A new barrier fell this Monday, June 27, 2016 in the eventful journey of preparation for the Rio de Janeiro Games. According to the official count, there are less than 40 days until the opening ceremony. Thirty-nine days and as many nights, not one more. In other places, the time would have come to make the beds in the athletes' village and to place fruit baskets in the rooms of the IOC hotel. In Brazil, the news on D – 39 remains tinged with a worrying conditionality.
The first is to be placed in the thick doping file. At the end of last week, the World Anti-Doping Agency suspended the Rio de Janeiro laboratory, effective June 22, 2016. A little over a month before opening, the decision is unprecedented. She will go down in history. WADA found that the Brazilian lab was not in compliance with its global code. A suspension certainly provisional, decided for six months, with the possibility of an appeal. But time is running out.
Present in Rio de Janeiro over the last weekend, the director of the Olympic Games at the IOC, Christophe Dubi, was not particularly optimistic about the continuation of the series. After specifying that the Brazilian laboratory had lost its accreditation for having misinterpreted certain analysis results, in particular announcing false positive cases, he spoke of the immediate future. “Finding your accreditation before the start of the Games is feasible,” explained Christophe Dubi, quoted by Associated Press. But there are still several steps to take. Hopefully we can do the testing for the Games in Brazil.”
A huge conditional condition, therefore, that the Brazilian authorities are struggling to lift by repeating like a refrain, since last Friday, that things will return to order in mid-July. Christophe Dubi is clear: removing the suspension from an anti-doping laboratory cannot be done with the snap of a finger. The procedure requires the dispatch of a team of WADA experts. Not easy.
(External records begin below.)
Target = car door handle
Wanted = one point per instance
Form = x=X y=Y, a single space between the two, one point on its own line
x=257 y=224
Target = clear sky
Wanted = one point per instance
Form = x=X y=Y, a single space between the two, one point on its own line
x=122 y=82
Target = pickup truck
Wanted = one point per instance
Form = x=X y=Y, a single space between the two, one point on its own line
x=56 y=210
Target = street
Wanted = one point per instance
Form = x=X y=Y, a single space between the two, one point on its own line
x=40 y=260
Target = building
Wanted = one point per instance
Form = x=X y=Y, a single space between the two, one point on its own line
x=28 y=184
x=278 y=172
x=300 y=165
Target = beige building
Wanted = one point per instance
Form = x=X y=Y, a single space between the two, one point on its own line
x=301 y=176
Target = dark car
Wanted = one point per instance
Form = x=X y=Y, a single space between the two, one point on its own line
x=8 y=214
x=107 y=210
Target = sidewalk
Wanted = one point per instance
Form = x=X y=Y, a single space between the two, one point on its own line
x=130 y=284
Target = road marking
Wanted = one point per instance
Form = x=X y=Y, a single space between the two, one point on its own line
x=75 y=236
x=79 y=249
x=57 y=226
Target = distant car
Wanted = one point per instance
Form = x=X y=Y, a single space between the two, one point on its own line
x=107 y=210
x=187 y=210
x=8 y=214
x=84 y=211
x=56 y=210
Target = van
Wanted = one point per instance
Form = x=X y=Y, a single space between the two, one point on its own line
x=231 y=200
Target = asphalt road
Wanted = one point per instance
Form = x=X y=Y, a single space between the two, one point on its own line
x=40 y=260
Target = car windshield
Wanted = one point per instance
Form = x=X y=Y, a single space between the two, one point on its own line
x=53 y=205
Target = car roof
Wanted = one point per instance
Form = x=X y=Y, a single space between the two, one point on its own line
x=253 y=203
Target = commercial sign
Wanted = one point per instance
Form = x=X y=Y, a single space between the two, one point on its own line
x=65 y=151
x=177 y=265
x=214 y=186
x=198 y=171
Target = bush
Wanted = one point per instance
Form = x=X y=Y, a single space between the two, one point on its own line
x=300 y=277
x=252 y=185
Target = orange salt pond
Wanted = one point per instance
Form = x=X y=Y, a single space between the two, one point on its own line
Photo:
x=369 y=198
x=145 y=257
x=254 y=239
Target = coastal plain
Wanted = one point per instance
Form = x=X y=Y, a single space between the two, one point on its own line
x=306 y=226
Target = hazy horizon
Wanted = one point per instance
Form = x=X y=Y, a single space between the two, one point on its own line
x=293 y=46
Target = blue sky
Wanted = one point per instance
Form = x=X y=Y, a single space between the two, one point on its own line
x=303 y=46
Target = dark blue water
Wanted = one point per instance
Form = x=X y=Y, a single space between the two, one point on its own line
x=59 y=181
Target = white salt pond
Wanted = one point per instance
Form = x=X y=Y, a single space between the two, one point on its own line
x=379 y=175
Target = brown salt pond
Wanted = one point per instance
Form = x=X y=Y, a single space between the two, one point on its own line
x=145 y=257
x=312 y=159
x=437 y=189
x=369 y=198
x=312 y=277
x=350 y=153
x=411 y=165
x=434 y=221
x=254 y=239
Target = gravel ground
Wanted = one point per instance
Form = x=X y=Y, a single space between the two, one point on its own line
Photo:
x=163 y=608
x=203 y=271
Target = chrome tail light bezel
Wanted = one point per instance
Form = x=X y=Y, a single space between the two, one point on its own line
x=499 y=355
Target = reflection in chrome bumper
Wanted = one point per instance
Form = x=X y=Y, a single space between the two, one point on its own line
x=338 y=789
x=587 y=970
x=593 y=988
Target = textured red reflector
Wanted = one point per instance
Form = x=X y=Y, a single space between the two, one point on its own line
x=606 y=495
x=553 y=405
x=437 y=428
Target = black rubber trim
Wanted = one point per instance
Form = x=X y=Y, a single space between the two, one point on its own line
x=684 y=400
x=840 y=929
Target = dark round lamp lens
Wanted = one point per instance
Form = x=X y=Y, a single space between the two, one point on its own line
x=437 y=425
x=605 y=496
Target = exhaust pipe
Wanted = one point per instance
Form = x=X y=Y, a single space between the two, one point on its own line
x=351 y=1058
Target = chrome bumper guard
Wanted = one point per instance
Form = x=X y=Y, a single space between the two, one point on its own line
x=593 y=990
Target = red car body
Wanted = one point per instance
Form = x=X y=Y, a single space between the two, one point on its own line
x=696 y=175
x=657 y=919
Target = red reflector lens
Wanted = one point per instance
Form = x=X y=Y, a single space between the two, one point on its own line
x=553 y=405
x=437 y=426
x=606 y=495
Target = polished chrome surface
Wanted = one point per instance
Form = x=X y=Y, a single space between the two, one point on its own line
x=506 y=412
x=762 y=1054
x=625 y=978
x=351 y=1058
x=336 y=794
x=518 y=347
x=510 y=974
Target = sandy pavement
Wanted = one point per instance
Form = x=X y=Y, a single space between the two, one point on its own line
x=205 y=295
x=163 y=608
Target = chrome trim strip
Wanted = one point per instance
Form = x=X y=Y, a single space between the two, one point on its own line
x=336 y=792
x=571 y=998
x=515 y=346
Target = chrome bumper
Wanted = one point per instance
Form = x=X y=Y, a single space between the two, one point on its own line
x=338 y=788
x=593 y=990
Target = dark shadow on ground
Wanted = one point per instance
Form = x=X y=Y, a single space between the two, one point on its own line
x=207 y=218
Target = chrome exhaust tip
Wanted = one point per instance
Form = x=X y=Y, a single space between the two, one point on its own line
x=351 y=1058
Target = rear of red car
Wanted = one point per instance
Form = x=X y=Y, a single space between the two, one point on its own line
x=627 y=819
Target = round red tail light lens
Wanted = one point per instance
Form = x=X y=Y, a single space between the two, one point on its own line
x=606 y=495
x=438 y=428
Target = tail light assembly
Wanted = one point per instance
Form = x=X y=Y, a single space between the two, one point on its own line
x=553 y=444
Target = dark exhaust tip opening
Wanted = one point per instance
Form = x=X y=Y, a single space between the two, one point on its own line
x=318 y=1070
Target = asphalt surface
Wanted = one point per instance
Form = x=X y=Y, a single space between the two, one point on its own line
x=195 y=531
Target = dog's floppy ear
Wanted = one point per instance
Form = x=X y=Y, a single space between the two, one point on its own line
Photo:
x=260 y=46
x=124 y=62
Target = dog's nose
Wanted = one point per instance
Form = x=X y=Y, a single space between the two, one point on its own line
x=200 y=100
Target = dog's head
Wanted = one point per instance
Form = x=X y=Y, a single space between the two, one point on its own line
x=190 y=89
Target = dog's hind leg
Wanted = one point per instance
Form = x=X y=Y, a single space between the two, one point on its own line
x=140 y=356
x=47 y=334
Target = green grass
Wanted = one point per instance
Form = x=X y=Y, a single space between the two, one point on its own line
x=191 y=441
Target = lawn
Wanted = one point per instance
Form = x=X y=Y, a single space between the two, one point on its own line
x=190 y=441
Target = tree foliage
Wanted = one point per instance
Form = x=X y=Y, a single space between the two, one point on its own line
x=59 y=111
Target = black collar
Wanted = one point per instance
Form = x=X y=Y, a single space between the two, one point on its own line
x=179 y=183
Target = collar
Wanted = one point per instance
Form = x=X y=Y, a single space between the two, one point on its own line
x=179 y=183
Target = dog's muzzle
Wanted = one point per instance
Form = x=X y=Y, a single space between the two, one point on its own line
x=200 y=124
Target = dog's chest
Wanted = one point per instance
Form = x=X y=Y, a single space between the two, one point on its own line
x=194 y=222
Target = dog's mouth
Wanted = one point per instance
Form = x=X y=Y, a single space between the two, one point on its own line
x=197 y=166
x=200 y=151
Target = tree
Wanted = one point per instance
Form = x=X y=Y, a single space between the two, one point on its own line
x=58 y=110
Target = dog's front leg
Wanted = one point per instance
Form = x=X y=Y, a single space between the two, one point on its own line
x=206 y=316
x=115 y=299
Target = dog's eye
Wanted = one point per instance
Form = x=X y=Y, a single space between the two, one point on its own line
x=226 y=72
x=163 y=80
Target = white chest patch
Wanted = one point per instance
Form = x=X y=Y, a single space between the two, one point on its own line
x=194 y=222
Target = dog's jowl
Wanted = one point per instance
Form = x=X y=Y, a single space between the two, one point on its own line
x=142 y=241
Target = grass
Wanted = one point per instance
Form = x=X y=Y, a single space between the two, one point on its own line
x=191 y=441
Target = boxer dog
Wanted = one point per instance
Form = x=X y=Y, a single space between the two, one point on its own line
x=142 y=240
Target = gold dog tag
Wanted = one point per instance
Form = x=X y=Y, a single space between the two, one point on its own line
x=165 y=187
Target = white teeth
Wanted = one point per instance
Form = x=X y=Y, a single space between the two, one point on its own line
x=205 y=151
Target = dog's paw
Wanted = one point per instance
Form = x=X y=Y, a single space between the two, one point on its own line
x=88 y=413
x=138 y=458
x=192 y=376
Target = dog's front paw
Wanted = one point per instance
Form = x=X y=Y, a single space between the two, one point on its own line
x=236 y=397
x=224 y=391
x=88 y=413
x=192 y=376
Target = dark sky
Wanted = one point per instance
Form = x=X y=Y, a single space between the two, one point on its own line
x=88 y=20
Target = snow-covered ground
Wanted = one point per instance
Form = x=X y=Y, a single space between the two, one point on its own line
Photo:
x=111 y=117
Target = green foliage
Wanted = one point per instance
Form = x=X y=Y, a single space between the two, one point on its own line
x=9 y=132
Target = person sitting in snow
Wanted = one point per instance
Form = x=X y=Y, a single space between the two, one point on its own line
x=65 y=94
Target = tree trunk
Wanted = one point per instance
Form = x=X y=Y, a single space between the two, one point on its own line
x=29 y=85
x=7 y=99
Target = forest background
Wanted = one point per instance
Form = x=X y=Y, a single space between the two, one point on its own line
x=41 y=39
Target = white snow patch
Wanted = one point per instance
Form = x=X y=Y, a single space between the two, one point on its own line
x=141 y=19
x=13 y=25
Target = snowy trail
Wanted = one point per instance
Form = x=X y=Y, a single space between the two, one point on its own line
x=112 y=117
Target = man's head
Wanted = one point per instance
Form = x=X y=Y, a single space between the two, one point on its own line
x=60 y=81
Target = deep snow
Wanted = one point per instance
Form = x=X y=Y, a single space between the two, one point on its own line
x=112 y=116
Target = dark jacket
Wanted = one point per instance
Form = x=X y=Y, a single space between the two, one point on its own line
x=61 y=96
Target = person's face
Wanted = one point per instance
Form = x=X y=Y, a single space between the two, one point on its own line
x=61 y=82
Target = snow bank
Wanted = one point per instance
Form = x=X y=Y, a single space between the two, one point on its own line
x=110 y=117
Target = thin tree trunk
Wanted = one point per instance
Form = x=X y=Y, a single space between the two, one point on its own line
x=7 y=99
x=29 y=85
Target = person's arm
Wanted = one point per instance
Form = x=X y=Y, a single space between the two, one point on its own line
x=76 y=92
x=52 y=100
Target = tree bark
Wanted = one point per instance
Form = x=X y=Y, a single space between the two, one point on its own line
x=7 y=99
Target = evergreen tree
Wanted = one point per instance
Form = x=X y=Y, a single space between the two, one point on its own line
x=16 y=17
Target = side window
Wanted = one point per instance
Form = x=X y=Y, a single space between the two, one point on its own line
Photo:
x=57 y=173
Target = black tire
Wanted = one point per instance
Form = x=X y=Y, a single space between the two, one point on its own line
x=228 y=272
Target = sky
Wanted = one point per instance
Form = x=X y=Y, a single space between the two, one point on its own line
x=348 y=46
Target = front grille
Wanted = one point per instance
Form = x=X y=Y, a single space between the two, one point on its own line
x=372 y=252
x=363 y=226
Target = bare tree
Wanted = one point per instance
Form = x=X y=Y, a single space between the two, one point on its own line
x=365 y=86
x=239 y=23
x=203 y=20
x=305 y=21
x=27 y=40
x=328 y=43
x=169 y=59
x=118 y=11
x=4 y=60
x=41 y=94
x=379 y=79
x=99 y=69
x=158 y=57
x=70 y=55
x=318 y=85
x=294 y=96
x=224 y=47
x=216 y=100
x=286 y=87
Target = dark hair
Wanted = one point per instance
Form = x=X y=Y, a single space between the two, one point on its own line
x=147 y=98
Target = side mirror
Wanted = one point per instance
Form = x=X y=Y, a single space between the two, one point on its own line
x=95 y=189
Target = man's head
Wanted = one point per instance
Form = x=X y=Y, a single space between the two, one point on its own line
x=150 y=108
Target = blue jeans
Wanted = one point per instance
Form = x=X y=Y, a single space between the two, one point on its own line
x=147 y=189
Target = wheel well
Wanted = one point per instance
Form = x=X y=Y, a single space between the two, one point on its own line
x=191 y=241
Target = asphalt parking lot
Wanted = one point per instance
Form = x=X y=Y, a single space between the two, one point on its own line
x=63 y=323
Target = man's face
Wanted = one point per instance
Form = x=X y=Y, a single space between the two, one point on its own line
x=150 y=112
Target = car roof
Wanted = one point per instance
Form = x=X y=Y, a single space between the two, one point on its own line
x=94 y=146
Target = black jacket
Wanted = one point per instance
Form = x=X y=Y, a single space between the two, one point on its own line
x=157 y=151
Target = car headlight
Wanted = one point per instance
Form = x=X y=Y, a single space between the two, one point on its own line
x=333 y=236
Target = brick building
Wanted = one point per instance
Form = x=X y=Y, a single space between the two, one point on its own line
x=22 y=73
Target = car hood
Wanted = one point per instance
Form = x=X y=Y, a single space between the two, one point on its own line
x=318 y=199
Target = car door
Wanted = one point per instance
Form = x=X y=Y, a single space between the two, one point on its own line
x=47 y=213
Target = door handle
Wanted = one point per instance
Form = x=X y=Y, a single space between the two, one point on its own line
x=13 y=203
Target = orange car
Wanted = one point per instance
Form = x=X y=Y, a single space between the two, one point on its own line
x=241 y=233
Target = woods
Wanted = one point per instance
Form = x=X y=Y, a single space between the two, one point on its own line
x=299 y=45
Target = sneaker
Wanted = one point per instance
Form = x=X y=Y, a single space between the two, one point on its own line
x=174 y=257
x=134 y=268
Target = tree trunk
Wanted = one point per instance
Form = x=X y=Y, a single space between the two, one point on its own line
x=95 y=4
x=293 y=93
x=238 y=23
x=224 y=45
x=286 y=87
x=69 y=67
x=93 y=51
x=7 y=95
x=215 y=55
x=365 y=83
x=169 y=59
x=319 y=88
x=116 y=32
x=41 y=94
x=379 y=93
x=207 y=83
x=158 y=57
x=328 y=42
Otherwise, the controlled samples would be sent abroad, to a country and a laboratory to be designated. A scenario which would have the effect, in addition to seriously increasing costs, of slowing down procedures and opening the door to appeals for formal defects.
The other news of the moment concerns the velodrome. This time, the pendulum is moving in the right direction. The Olympic equipment, requested for months by Brian Cookson, the president of the UCI, would be ready for use. Once again, the conditional is appropriate because the information is from a Brazilian source. The organizing committee for the 2016 Games proudly announced that the track had finally been used by a group of cyclists. Essentially, local track riders, around thirty, invited to play testers of a delayed and still delayed infrastructure, to the great dismay of the UCI and its president.
Comment from Gilles Peruzzin, the UCI technical delegate: “Obviously, this is not ideal. We would have preferred a real pre-Olympic event. But, given the circumstances, we are quite happy to have been able to organize training over the weekend. »
Everything is far from over. The velodrome is still awaiting delivery of the temporary stands. There are still layers of paint to apply here and there. The track is covered in dust. “But it looks set to be quick,” anticipates Swiss Gaël Suter, one of the privileged few invited to tour the wooden ring during the day on Sunday. It should be quick. It should be ready on time, as are the swimming pool and the tennis complex, two sites still under construction. Without a doubt. Maybe.